What is stronger than the human heart which shatters over and over and still lives?
-rupi kaur-
.
.
.
"Mah mah!"Teriakan girang itu diiringi lompatan penuh semangat. Mayra menepuk-nepuk kaca mobil dengan kepalan tangannya ketika melihat sosok ibunya. Mario bahkan kelabakan menahan tubuh semangat Mayra saat ini. Wajahnya sedikit meringis ketika sepatu mungil Mayra berbenturan cukup keras dengan pahanya. Tapi bibir Mario tertarik sedikit ketika melihat langkah calon istrinya yang berdiri di depan pintu gedung. Sosok Aria yang saat ini sedang membawa sebuah kotak besar di tangannya. Kotak yang Mario duga berisi kue hasil kursusnya hari ini.
Sesuai janjinya, Mario mengenalkan Aria pada temannya yang membuka kursus membuat kue. Riana, temannya sewaktu dia masih SMA, langsung mengundang Aria untuk ikut minggu itu juga. Aria awalnya terlihat ragu karena dia takut kegiatan ini malah akan menyita waktu akhir minggunya dengan Mayra. Tapi Mario bersikeras meyakinkannya bahwa dia dan Bibi Hani bisa menjaga Mayra sebentar selama Aria kursus seminggu sekali. Akhirnya bujukan itu berhasil menggerakan hati Aria.
Tangan Mario membunyikan klakson mobilnya. Suara itu membuat kepala Aria menoleh. Dia berhenti menatap ponselnya dan langsung berjalan ke arah mobil. Kurang dari dua menit kemudian, Aria sudah membuka pintu mobilnya. Mayra yang masih duduk di atas paha Mario sontak melompat girang. Sepertinya dia sangat senang melihat sosok ibunya karena dari pagi mereka belum bertemu. Aria mengulurkan tangannya pada Mayra setelah meletakkan boks dan tas yang dia bawa di jok belakang mobil.
"Hai, sayang," mata Aria berbinar ketika Mayra membalasnya dengan suara tawa yang nyaring. "Iya, iya, Mama juga senang sekali bisa bertemu Mayra lagi," gumamnya kemudian mengecup kedua pipi Mayra.
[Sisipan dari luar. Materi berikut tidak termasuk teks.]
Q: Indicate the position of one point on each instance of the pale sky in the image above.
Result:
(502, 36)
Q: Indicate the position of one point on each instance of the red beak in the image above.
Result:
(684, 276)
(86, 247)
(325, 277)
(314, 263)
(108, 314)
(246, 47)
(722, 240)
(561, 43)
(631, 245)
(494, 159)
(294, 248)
Mario tersenyum tipis sambil mengamati mereka berdua. Senyum di bibirnya sulit dikontrol sejak Aria dan Mayra ada di depan matanya. Melihat kasih sayang yang diberikan Aria untuk putrinya menyebabkan hatinya menghangat. Rasanya sangat menenangkan melihat interaksi kecil antara Aria dengan putrinya. Mungkin karena dia bisa merasakan bahwa rasa sayang Aria untuk Mayra sangat besar.
"Kamu kenapa bengong begitu?" Aria mengernyit ke arahnya. "Jangan bilang kamu belum sarapan?"
"Aku sudah minum kopi di rumah," Mario berdeham pelan sambil memindahkan tatapannya ke arah lain. "Tadi aku menyuapi Mayra sebelum ke sini."
Sepasang mata Aria mengerjap. "Kamu bisa menyuapi Mayra?"
"Bibi Hani mengajarkanku bagaimana caranya," Mario mengangkat bahu. "Karena Mayra juga lebih senang ketika aku yang menyuapinya, jadi aku melakukannya. Dia makan lahap sekali tadi. Aku sibuk menyuapinya dan hampir lupa kalau aku harus menjemputmu."
Aria tertawa sambil menatap Mayra. "Ooh begitu rupanya. Kamu manja sama Papa ya?"
"Bah!" Mayra membalas sambil menggigit tangan mungilnya sendiri.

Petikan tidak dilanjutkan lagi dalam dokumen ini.